Efendim... On kere dört yüz, dört bin, dört bin sekiz yüz metre murabbaı, her metre murabbaında da
dört kişi dursa, dört kere sekiz otuz iki, dört kere dördümüz de on altı, on dokuz, bu da etti on dokuz
bin iki yüz. Dört yüz bine varmaya? Efendim... tamam üç yüz seksen küsür bin kişi kalır açıkta.”
Feyzi Bey hesap yaparken, Faik Efendi ona bakıyordu. Biraz düşünür gibi oldu. Kaşlarını oynatarak:
“Ben hesap mesap bilmem” dedi, “dört yüz bin yoksa, iki yüz bin kişi ferah ferah vardı. İsterseniz
başkalarına da sorun.”
Biraz durdu. Sonra işe az daha tav vermiş olmak için:
“Feyzi Bey, Feyzi Bey” dedi, “bu, kahvede durup hesap halletmek değil, can pazarı kardeşim, herkes
kendi başının derdine düşmüş. Denize düşen yılana sarılır.”
Feyzi Bey gülümsedi:
“Yok hacım” dedi, “elbet dediğin doğrudur. Sen yalan söyleyecek değilsin ya! Ben latife ettim.”
Dinleyenlerden biri:
“Öyledir, öyle” dedi, “Faik’in hakkı var.”
Sustular.

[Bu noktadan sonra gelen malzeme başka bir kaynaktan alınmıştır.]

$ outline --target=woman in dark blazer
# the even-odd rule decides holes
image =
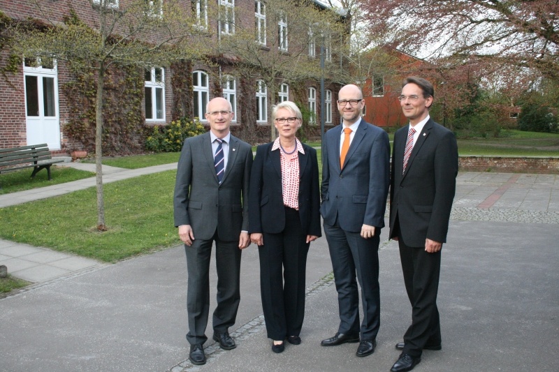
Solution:
[[[310,242],[321,235],[317,151],[296,137],[301,112],[275,106],[279,137],[256,149],[249,191],[249,232],[259,246],[262,308],[272,350],[301,342],[305,275]]]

Faik Efendi biraz bozulmuş (...):
“Rüstem, bir ateş” diye kahveci çırağına bağırdıktan sonra lakırdıyı olduğu yerde bırakmak isteye-
rek;
“Ben” dedi, “yalan söyleyecek değilim ya, gözümle gördüm. Ana-baba günü, mahalakallah... diye-
lim, hadi ben yanılıyorum, beş yüz bin olmasın, iki yüz bin de olmasın; yüz bin kişi vardı ya... Yüz bin
kişi az mı?”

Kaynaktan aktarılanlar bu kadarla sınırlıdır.